Looking down the road, the IEA’s latest critical-minerals outlook cites copper as one of the biggest “problem children” in the commodity world. Even if every currently announced copper project advances into production, the IEA still sees a 30% supply gap by 2035.
But while demand accelerates at a breakneck pace, the copper supply faces daunting structural constraints…
- Declining grades. Ore grades at many of the world’s big mines have been falling for years, forcing producers to move more rock to generate the same amount of copper.
- Long lead times. The IEA estimates it takes 17-19 years on average to move a copper discovery from exploration to full production. That timeline does not shrink just because AI demand surged. Arizona’s $10 billion Resolution Copper project illustrates the point: Discovered decades ago, it still will not enter production until around 2030.
- Rising costs. New projects are getting more expensive, more remote, more politically sensitive, or all three. Environmental reviews, community opposition, and infrastructure needs add billions of dollars to project timelines.
- Concentrate bottlenecks. Even where mine output is growing, smelting and refining capacity is becoming a bottleneck. The International Copper Study Group (ICSG) expects refined copper supply growth to slow toless than 1% in 2026, turning a modest 2025 surplus of 178k tons into a 150k-ton deficit.
The IEA’s conclusion is blunt: Copper is one of the most vulnerable links in the global supply chain for the energy transition and AI build-out. Without more than $200 billion of new investment, the world simply won’t have enough copper.
So, the short-term story is simple; demand is growing faster than expected, supply is growing slower than expected, and the market is already slipping into deficit.
Freeport-McMoRan Inc. (FCX), a metals mining company with a focus on copper, is maximizing this opportunity by boosting copper production in every way possible. For example, the company has developed cost-effective methods for extracting commercial quantities of copper from waste rock through advanced leaching techniques.
Freeport uses AI to optimize ore sequencing, mill throughput, equipment uptime, and geological modeling across massive copper operations. Algorithms improve recovery rates, reduce energy consumption, and minimize downtime.
Because mining is capital intensive and operationally complex, small efficiency gains can scale into enormous dollar impact. AI helps Freeport decide which rock to move, how fast to process it, and when to service machinery.

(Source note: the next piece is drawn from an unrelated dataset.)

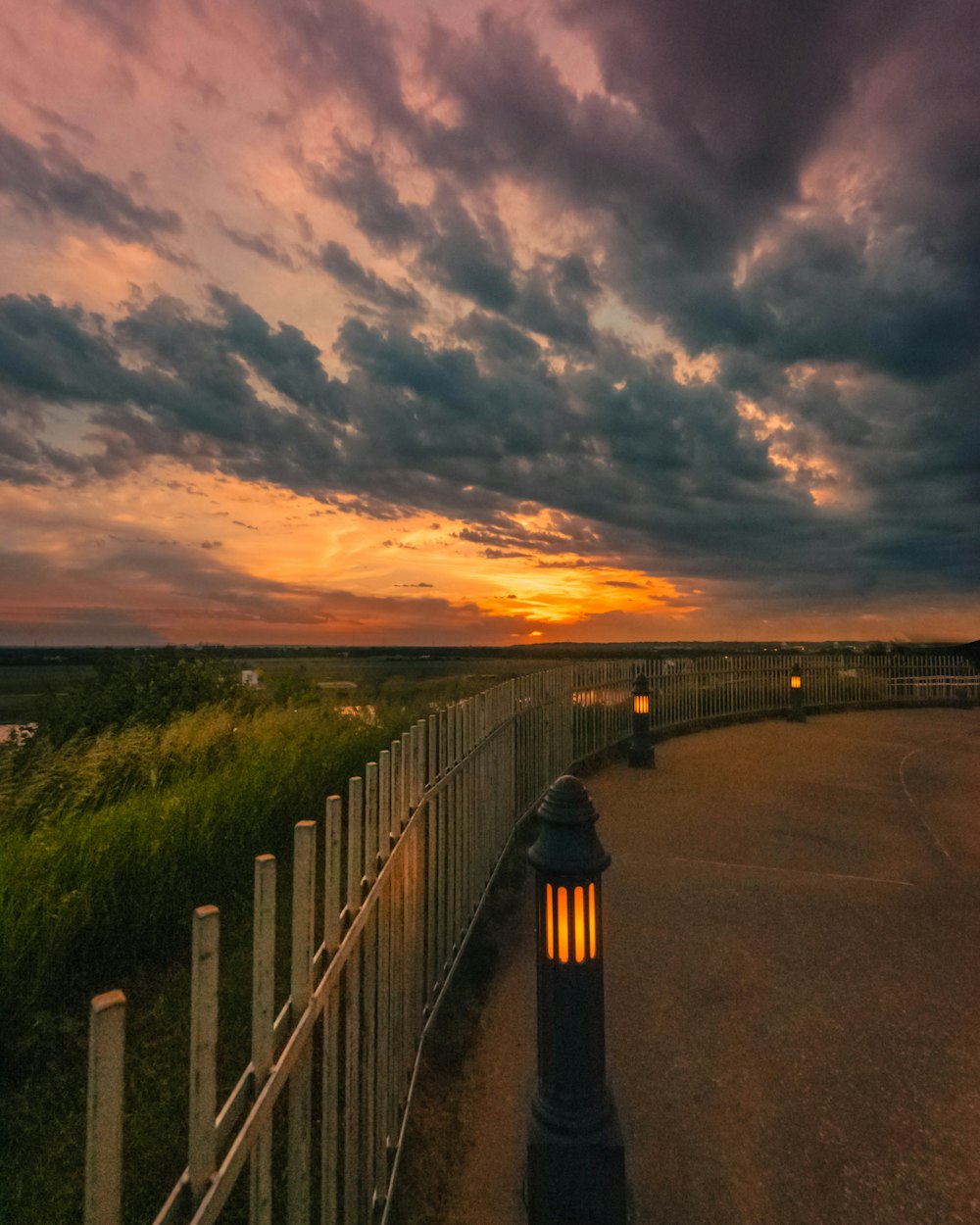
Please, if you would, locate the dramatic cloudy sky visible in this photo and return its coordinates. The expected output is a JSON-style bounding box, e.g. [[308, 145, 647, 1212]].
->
[[0, 0, 980, 645]]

The company also applies machine learning to geological data, improving reserve estimates and guiding long-term mine planning.
This is applied intelligence in its purest form: more output from the same ore body, with fewer people and lower costs.
For 2026, Freeport expects 3.4 billion pounds in copper sales, with a ramp in production to 800 million pounds by 2030. That level of production would drop about $1.6 billion to the bottom line.
While the hungry, hungry Mag 7 companies that eat up Freeport’s copper are in the red as a whole, Freeport is up over 20% year-to-date – and will continue to benefit from the feeding frenzy.
A small portion of the coming regime change has already taken place. Valaris’, Devon’s and Freeport’s killer gains over the Mag 7 prove just that.